COPY GZIP HDFS data into vertica
Yes there is GZIP support just need to compile GZIP libs [Vertica Guys helped me finally :)]
here are the steps :
- # cd /opt/vertica/sdk/examples/
- # make
- # vsql -f FilterFunctions.sql
- dbadmin=> CREATE LIBRARY GZipLib AS '/opt/vertica/sdk/examples/build/GZipLib.so';
- dbadmin=> CREATE FILTER GZip AS LANGUAGE 'C++' NAME 'GZipUnpackerFactory' LIBRARY GZipLib;
COPY abc002 SOURCE Hdfs(url='http://hadoop-namenode.com:50070/webhdfs/v1/03-01.txt.gz', username='xyz') filter GZip() DELIMITER E'\t';
Adding to roy answer,
Steps to make(build) are given below, (#2nd step on roy answer)

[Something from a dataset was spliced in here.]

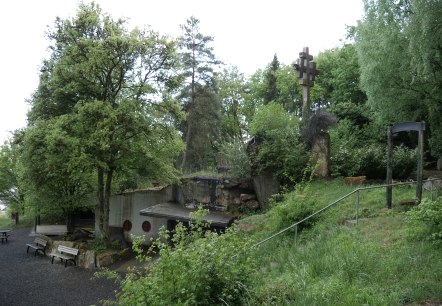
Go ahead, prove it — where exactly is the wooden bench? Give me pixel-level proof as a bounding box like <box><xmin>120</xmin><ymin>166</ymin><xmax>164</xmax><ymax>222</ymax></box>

sudo apt-get install g++ sudo apt-get install zlib1g-dev # for gzip g++ -lz -D HAVE_LONG_INT_64 -I /opt/vertica/sdk/include -Wall -shared -Wno-unused-value -fPIC -o /opt/vertica/sdk/examples/build/GZipLib.so /opt/vertica/sdk/examples/FilterFunctions/GZip.cpp /opt/vertica/sdk/include/Vertica.cpp
Hint: -lz flag to link the zlib library statically with GZip.so
It doesn't look like copying from HDFS supports GZIP?:
I don't see it in that doc, in any case.